Submission Details

Variants in SCN5A have been widely reported in a collection of cardiac rhythm phenotypes with heterogenous expression including autosomal dominant long QT syndrome in 1995 (Wang et al. PMID: 7889574), Brugada syndrome in 1998 (Chen et al. PMID: 9521325), progressive familial heart block in 1999 (Schott et al. PMID: 10471492), and sick sinus syndrome in 2003 (Benson et al. PMID: 14523039). The molecular mechanism of disease is reported to be sodium channel dysfunction caused by either loss of function, gain of function, or both (PMIDs: 18451998, 30364184). Individuals with disease-causing variants in SCN5A are commonly reported with at least one cardiac rhythm phenotype that includes, but is not limited to, atrial fibrillation, sick sinus syndrome, progressive cardiac conduction disease, ventricular fibrillation, long QT syndrome, and Brugada syndrome. Individuals with pathogenic variants in SCN5A may also exhibit overlapping or mixed cardiac rhythm phenotypes and intrafamilial variability (PMID: 34245912).

Per criteria outlined by the ClinGen Lumping and Splitting guidelines, we found no significant difference in inheritance pattern and found considerable interfamilial and intrafamilial variability of cardiac rhythm phenotypes. Therefore, the following disease entities have been lumped into one disease entity, termed “SCN5A-related cardiac rhythm disorder”: atrial conduction disease (MONDO:0014500), atrioventricular block (MONDO:0000465), Brugada syndrome (MONDO:0015263), familial atrial fibrillation (MONDO:0018054), familial sick sinus syndrome (MONDO:0012061), long QT syndrome 3 (MONDO:0011377), progressive familial heart block (MONDO:0019490), and ventricular fibrillation, paroxysmal familial, type 1 (MONDO:0011376). In addition, the split curations for SCN5A in relation to autosomal dominant dilated cardiomyopathy, autosomal dominant arrhythmogenic right ventricular cardiomyopathy, and autosomal dominant congenital heart disease have been curated separately by other ClinGen gene curation expert panels.

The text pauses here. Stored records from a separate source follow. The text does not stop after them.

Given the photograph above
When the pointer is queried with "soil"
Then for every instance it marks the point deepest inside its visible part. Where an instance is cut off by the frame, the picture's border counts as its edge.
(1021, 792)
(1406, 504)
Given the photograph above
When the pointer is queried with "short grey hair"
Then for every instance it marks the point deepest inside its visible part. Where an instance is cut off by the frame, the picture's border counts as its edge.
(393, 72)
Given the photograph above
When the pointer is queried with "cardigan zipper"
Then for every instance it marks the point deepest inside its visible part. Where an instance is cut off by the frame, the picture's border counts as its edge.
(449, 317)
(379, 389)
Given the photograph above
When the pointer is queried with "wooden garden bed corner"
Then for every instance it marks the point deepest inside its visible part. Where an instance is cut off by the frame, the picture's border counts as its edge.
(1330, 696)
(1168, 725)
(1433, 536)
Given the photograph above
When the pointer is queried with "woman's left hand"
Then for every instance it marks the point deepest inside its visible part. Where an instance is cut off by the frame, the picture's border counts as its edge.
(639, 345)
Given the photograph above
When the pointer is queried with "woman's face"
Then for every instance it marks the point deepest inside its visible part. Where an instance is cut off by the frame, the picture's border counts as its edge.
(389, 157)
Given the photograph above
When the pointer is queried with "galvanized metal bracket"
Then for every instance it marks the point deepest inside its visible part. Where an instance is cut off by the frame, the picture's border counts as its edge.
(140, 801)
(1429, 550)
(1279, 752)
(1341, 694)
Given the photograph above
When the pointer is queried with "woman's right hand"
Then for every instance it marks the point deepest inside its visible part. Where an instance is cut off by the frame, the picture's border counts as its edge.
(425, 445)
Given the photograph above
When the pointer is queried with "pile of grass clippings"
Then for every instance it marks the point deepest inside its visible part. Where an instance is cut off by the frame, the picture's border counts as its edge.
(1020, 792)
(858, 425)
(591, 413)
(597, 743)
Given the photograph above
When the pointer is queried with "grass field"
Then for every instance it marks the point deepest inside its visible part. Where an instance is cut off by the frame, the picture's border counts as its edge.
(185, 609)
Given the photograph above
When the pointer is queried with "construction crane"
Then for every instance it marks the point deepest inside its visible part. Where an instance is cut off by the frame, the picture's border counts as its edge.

Evidence supporting this gene-disease relationship includes case-level data, case-control data, segregation data, and experimental data. Seventeen variants (thirteen missense, one in-frame insertion, two nonsense, one frameshift) that have been reported in seventeen probands in six publications (PMIDs: 10590249, 12051963, 18451998, 27566755, 27810048, 39134129) are included in this curation. Of note, missense variant SCN5A:p.E1784K (also known as E1783K) is reported as the most common variant among Brugada syndrome and long QT syndrome patients (PMIDs: 18451998, 27381756). Variants in this gene have also been shown to segregate with disease in family members. One such variant, SCN5A 1798insD, alternatively known as NM_000335.5:c.5382_5384dup (p.Tyr1794_Glu1795insAsp), has been extensively reported in a large Dutch pedigree with over 200 members of which carriers displayed clinical signs of long QT syndrome, sinus bradycardia on EEG, progressive cardiac conduction disease, nocturnal sudden death, or Brugada syndrome (PMID: 10590249). This gene-disease relationship has been studied in at least one case-control study at the single variant level, with p value = <0.0001 and confidence interval = 28-200, (p.Gln1118Ter Italian founder variant in relation to Type 1 BrS, CCD, Type 1 BrS pattern or CCD; PMID: 34245912).

This gene-disease relationship is supported by animal and cell models, expression and rescue studies. Expression data from adult and embryonic mice heart tissue showed SCN5A mRNA expression to be highly specific to the heart (PMID: 19255801). Transgenic mice recapitulate the clinical phenotype observed in human patients, while iPSC-derived cardiomyocyte cell models carrying SCN5A variants showed recapitulation of Na+ channel mutation dysfunction (PMIDs: 10590249, 22647976, 27810048). In vivo rescue of a transgenic mouse model using genomic base editing by dual-adeno-associated virus-delivered ABE showed alleviation of the long QT phenotype in homozygous and heterozygous Scn5A T1307M mice (PMID: 37965733). More evidence is available in the literature, but the maximum score for genetic evidence and/or experimental evidence (12 pts.) has been reached.

In summary, there is definitive evidence to support the relationship between SCN5A and autosomal dominant heterogenous cardiac rhythm phenotypes including but not limited to cardiac arrhythmia, atrial fibrillation, sick sinus syndrome, ventricular fibrillation, long QT syndrome, and Brugada syndrome. This has been repeatedly demonstrated in both the research and clinical diagnostic settings and has been upheld over time. This classification was approved by the ClinGen Hereditary Cardiovascular Disease GCEP and Sodium and Calcium Channel Arrhythmia VCEP on October 8, 2025 (SOP Version 11).